3

Is there a way to get the loss of the model, with it's current weights, without running evaluate, or fit, on it?

model = keras.Sequential([
    keras.layers.Input(400),
    keras.layers.Dense(25, activation=tf.nn.sigmoid, kernel_regularizer=regularizers.l2(lambd)),
    keras.layers.Dense(10, activation=tf.nn.softmax)
])
model.compile(optimizer='adam',
              loss='sparse_categorical_crossentropy',  # does the 1-hot encoding for us
              metrics=['accuracy'])
model.set_weights([Theta1.T, np.zeros(25), Theta2.T, np.zeros(10)])
prob = model.predict(X)
pred = np.argmax(prob, axis=1).reshape(-1, 1)
pred_y = pred == y
print(f'Training Set Accuracy: {np.mean(pred_y)*100:.2f}%') 
# How do I get the loss now?

This didn't work for me.

Maverick Meerkat
  • 5,737
  • 3
  • 47
  • 66

2 Answers2

0

You can, via passing the outputs of model.predict(x) to an implementation of the loss function.

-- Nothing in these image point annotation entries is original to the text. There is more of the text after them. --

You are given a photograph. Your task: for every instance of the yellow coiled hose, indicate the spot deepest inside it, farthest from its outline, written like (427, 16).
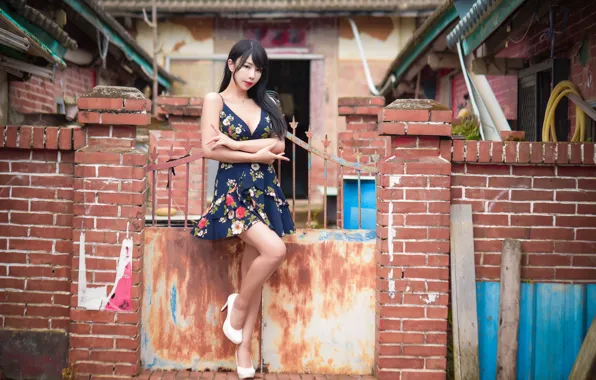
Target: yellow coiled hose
(548, 127)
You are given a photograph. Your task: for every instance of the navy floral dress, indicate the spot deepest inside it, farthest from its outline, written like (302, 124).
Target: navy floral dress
(245, 193)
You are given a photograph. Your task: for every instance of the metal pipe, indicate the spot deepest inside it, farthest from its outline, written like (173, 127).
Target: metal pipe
(369, 80)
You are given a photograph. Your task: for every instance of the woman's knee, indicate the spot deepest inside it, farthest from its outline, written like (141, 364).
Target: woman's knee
(277, 251)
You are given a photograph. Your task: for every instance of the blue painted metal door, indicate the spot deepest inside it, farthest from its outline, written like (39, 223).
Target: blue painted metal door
(368, 204)
(554, 319)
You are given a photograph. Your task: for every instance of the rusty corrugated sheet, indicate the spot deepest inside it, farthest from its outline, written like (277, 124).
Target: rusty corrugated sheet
(319, 308)
(186, 283)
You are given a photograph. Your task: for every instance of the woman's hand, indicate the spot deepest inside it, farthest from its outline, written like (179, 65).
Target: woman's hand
(266, 156)
(221, 139)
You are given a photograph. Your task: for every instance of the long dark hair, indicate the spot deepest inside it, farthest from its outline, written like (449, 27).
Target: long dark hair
(239, 54)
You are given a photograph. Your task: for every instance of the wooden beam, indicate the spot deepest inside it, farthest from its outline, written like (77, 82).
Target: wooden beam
(497, 66)
(443, 61)
(463, 294)
(509, 309)
(584, 367)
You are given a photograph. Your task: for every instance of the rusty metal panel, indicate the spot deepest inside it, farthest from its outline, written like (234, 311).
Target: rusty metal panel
(186, 281)
(319, 307)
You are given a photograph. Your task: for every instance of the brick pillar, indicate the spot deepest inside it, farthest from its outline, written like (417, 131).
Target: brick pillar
(361, 136)
(109, 191)
(413, 242)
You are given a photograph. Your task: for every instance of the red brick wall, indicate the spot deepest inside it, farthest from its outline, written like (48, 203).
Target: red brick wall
(545, 199)
(39, 94)
(36, 203)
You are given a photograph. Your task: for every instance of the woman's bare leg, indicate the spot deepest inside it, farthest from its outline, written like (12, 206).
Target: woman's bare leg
(272, 252)
(244, 356)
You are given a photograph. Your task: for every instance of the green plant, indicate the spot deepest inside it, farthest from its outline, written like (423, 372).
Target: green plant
(468, 127)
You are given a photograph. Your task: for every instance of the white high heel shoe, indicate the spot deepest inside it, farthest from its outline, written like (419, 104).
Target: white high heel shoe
(231, 333)
(244, 372)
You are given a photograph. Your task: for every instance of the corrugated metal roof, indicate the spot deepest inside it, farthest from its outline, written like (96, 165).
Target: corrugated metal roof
(433, 26)
(217, 6)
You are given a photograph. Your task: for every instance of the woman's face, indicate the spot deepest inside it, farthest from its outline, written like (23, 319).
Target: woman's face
(246, 76)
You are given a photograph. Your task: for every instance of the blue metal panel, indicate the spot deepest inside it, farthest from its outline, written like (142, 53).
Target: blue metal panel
(487, 294)
(554, 319)
(369, 204)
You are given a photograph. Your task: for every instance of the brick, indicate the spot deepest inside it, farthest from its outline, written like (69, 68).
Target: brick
(586, 184)
(425, 351)
(426, 375)
(537, 273)
(588, 153)
(575, 153)
(52, 138)
(549, 153)
(524, 153)
(532, 195)
(121, 172)
(575, 171)
(576, 221)
(531, 220)
(488, 169)
(510, 182)
(490, 220)
(26, 323)
(392, 128)
(137, 104)
(25, 138)
(425, 325)
(497, 152)
(502, 233)
(576, 274)
(125, 118)
(65, 139)
(101, 103)
(81, 315)
(12, 136)
(428, 129)
(540, 233)
(575, 246)
(562, 153)
(553, 208)
(537, 155)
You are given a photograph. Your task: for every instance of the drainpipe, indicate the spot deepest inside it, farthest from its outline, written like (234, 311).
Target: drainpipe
(372, 88)
(470, 89)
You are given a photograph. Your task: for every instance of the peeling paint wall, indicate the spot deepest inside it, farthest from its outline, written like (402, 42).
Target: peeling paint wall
(184, 37)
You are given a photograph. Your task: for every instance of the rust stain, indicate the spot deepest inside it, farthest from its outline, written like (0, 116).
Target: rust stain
(376, 27)
(319, 307)
(186, 283)
(178, 45)
(201, 29)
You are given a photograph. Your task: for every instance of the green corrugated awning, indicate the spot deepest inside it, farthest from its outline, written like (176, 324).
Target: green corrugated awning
(131, 53)
(41, 43)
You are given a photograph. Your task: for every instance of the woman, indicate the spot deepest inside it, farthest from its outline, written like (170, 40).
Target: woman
(248, 201)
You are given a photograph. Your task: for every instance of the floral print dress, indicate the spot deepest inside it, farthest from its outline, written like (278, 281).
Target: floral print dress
(245, 193)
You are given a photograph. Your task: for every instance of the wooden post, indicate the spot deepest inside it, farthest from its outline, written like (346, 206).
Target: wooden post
(463, 294)
(509, 309)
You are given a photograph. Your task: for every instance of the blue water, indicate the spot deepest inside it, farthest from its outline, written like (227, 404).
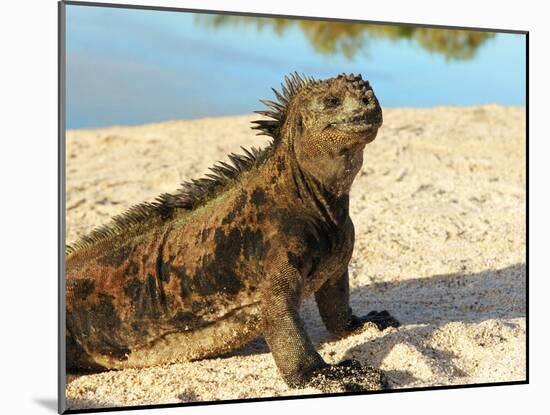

In addition, you'll need a function to compute model regularization losses - reg_loss(model). Below is an implementation of binary_crossentropy, and l1, l2, and l1_l2 losses from all layers, including recurrent - but does not include activity_regularizer losses, which aren't weight losses. You can replace binary_crossentropy with your own function - e.g. sparse_softmax_crossentropy_with_logits:


WORKING IMPLEMENTATION: (numerically stable version)
def binary_crossentropy(y_true, y_pred, sample_weight=1):
    if len(y_pred.shape)==1:
        y_pred = np.atleast_2d(y_pred).T
    y_pred = [max(min(pred[0], 1-K.epsilon()), K.epsilon()) for pred in y_pred]
    y_true,y_pred,sample_weight = force_2d_shape([y_true,y_pred,sample_weight])

    logits = np.log(y_pred) - np.log(1-y_pred) # sigmoid inverse
    neg_abs_logits = -np.abs(logits)
    relu_logits    = (logits > 0)*logits

    loss_vec = relu_logits - logits*y_true + np.log(1 + np.exp(neg_abs_logits))
    return np.mean(sample_weight*loss_vec)

def force_2d_shape(arr_list):
    for arr_idx, arr in enumerate(arr_list):
        if len(np.array(arr).shape) != 2:
            arr_list[arr_idx] = np.atleast_2d(arr).T
    return arr_list
def l1l2_weight_loss(model):
    l1l2_loss = 0
    for layer in model.layers:
        if 'layer' in layer.__dict__ or 'cell' in layer.__dict__:
            l1l2_loss += _l1l2_rnn_loss(layer)
            continue

        if 'kernel_regularizer' in layer.__dict__ or \
           'bias_regularizer'   in layer.__dict__:
            l1l2_lambda_k, l1l2_lambda_b = [0,0], [0,0] # defaults
            if layer.__dict__['kernel_regularizer'] is not None:
                l1l2_lambda_k = list(layer.kernel_regularizer.__dict__.values())
            if layer.__dict__['bias_regularizer']   is not None:
                l1l2_lambda_b = list(layer.bias_regularizer.__dict__.values())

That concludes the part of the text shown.